Another false doctrine is that the nine types are nine demons, the nine faces of God turned upside down. In no way does Christianity teach that God has nine faces. Nor can humans turn God’s face upside down or right side up. Such mythology is nonsense. Christ taught that He came to die for sinners and reconcile them to God. He taught the forgiveness of sin and the need to repent and live the Gospel He taught. The grace of Christ is what makes possible the moral and spiritual transformation of our lives. In addition to finding out if the enneagram is psychologically true, its proponents must also teach solid, Biblically based doctrines about sin, redemption, grace and free will.
Faith is not knowledge, as Gurdjieff taught, but a gift from God by which we accept what God has taught and by which we commit ourselves to God.

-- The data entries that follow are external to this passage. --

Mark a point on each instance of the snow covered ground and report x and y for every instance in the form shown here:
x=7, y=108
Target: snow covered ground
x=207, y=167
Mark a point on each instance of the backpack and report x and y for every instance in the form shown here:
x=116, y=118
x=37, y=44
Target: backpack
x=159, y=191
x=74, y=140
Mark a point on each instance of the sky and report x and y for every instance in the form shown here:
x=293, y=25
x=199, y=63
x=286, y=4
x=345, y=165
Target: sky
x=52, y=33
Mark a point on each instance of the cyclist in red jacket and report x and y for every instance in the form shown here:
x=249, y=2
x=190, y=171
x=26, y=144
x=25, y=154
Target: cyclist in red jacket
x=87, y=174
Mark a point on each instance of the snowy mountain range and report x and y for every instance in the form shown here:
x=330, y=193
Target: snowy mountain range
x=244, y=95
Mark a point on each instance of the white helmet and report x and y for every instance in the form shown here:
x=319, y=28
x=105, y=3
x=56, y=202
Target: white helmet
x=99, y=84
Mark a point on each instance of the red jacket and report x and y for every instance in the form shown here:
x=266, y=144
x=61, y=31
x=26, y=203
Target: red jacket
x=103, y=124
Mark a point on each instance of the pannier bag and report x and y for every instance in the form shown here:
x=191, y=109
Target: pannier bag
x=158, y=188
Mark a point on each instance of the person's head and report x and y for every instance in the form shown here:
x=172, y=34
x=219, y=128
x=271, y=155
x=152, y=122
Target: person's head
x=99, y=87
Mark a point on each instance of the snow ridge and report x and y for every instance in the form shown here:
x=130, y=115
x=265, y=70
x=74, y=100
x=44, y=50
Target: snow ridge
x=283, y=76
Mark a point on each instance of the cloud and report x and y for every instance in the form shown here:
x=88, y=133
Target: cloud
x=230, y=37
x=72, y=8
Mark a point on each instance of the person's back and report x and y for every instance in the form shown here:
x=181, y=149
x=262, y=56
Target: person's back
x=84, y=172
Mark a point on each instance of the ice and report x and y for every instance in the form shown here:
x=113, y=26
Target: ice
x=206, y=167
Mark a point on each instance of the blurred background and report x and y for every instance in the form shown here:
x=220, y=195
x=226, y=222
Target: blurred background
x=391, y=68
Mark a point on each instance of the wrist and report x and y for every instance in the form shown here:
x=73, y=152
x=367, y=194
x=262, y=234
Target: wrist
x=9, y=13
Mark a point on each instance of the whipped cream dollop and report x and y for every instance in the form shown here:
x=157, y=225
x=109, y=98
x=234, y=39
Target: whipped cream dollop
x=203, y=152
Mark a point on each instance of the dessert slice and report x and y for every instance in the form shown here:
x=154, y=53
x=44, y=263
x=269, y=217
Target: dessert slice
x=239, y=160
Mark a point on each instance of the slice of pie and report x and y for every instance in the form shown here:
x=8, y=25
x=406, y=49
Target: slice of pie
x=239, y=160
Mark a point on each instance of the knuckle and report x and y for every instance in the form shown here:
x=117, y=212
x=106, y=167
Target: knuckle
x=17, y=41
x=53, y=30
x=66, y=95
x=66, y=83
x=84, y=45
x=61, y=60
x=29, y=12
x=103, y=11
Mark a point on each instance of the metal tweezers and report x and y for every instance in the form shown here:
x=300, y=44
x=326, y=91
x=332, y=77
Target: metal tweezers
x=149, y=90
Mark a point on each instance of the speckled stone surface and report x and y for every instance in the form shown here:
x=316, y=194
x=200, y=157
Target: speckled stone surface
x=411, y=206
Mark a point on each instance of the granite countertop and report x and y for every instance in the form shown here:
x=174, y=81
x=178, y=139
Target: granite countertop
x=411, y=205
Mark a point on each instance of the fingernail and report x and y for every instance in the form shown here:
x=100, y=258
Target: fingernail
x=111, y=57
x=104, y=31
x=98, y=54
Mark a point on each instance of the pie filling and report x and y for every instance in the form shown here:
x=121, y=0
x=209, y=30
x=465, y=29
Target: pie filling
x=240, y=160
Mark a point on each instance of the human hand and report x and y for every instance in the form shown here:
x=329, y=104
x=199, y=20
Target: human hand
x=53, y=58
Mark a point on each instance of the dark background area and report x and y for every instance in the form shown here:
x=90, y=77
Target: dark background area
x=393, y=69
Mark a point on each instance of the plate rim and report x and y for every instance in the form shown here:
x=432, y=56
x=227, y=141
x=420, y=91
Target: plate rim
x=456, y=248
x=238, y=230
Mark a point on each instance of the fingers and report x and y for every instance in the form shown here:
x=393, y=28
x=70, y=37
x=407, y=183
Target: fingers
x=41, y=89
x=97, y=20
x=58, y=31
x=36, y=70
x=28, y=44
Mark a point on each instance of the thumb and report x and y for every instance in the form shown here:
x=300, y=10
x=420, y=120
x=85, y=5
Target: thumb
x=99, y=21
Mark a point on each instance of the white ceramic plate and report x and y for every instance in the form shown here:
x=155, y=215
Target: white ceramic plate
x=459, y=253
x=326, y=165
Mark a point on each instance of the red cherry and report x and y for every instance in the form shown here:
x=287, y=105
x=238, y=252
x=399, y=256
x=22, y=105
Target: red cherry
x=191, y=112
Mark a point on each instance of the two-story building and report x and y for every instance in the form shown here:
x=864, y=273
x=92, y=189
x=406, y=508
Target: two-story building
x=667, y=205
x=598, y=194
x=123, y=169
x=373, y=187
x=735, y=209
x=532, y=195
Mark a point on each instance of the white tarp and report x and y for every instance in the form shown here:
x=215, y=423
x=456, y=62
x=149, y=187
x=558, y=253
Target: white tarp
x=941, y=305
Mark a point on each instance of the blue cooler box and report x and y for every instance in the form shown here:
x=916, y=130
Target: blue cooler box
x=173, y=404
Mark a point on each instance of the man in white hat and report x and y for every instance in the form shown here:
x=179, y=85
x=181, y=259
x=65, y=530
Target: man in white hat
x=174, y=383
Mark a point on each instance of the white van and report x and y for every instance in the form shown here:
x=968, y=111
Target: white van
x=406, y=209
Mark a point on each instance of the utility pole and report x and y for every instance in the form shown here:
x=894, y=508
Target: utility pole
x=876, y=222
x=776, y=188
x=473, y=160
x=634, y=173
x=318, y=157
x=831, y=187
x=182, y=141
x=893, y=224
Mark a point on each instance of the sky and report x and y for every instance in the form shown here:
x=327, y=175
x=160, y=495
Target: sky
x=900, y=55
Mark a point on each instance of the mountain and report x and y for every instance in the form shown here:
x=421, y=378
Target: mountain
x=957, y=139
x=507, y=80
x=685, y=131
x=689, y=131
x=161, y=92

Anyone who attends enneagram workshops needs to learn whether the enneagram is true before using it. That work has not yet been done by the experts. Secondly, and much more importantly, there should be certainty about true Catholic teaching. No matter how true a psychology or personality system may be, if the truth about Jesus Christ, His Church, and His redemption of the world is not taught or is contradicted, the possibility of spiritual danger remains very serious. Each Christian has the duty to find out whether the teachings they are receiving are true.”
In 2012 Anna Abbott wrote an assessment of the Enneagram for The Catholic World Report, “A Dangerous Practice” that drew on internal reports of the US Bishops’ Conference into the Enneagram. One of the most concerning conclusions about the errors of the Enneagram is the following about its approach to sin:
“The Enneagram redefines sin, among other fundamental concepts, by simply associating faults with personality types, which is particularly tempting in a cultural climate of irresponsibility and narcissism. It encourages an unhealthy self-absorption about one’s own “type,” so that the type is at fault rather than the person. This gives rise to a deterministic mindset at odds with Christian freedom.”
Comment
In the light of these authoritative and significant criticisms of the Enneagram Austen Ivereigh’s claim about Pope Francis’s attitude to the Enneagram is a matter of concern. Is Pope Francis really “not against” the Enneagram? Ivereigh’s claim carries weight as he is the author of a major biography of the Holy Father, The Great Reformer: Francis and the Making of a Radical Pope. In the light of Ivereigh’s claims, it would be helpful to know how Pope Francis responds to serious criticisms of the Enneagram.